Und was soll sich im Theater ästhetisch verändern?
Der Text muß nicht immer das allerwichtigste sein und alles andere drum herum nur Zierrat und Illustration. Die Theatermittel selber müssen eine Emanzipation ihrer Möglichkeiten erleben, das Licht wichtig werden, der Raum soll nicht nur etwas dekorieren, sondern ein Erlebnis sein, eine Konfrontation sowohl für den Schauspieler als auch das Publikum. Theater soll meiner Meinung nach nicht ein dreidimensionales Geschichtenerzählen von oben herunter sein. Deshalb liebe ich auch Bühnen, die auf dem Boden sind und bei denen die Ränge steil ansteigen. Man hat dort eine andere Gelassenheit als Zuschauer. Man schaut etwas zu und wird nicht so bombardiert. Am schlimmsten ist es ja in den Musicals, die den totalitären Charakter von Kunst sozusagen auf die Spitze treiben, oder sagen wir besser den totalitären Charakter von Kunstgewerblichkeit. Für den Zuschauer ist da kein Raum, selber eine Erfahrung zu machen. Eine Oper beispielsweise bei der zwei Jahre vorher die Partitur abgeben werden muß, ist nicht wirklich interessant, weil sie immer nur das widerspiegeln kann, was der Komponist sich in seinem Stübchen irgendwann ausgedacht hat. Das ist so beschränkt kleinkariert und überschaubar, wie der Kopf dieses Komponisten. Deswegen habe ich bisher auch Opernaufträge abgelehnt, weil ich da nicht die Bedingungen habe, so etwas zu erarbeiten. Es liegt auf der Hand, daß sich die Strukturen ändern müssen bevor sich die Ästhetik ändern kann. Das Aufpfropfen von ästhetischen Veränderungen auf die alten Strukturen funktioniert nicht wirklich.

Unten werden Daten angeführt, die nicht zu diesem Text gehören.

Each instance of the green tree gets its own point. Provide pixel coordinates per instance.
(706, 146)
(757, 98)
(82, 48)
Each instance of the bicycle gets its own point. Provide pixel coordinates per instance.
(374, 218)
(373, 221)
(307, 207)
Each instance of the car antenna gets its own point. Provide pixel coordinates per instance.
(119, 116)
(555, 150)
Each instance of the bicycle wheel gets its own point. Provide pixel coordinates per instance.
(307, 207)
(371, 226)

Ein Appell an die Kulturpolitiker?
Der Vorgang ist nur von Innen zu begreifen und so komplex, daß man ihn als Kulturpolitiker wahrscheinlich nicht verstehen kann. Selbst in der Theaterlandschaft begreifen viele Leute nicht, wie das TAT funktioniert hat. Es ist überhaupt ein Problem, daß die Politiker hierzulande lieber einen Marathonlauf mitmachen, als ins Theater zu gehen, das ist in Frankreich übrigens anders. Dort sieht man die Politiker im Theater und in den Konzerten und merkt sogar, daß sie sich dafür interessieren, daß das nicht Wahlkampftaktik ist. Hier ist das doch undenkbar. Wenn das hier wirklich einmal passiert, dann ist das doch eine Marotte, die der Politiker besser verschweigt, um keine Stimmen zu verlieren.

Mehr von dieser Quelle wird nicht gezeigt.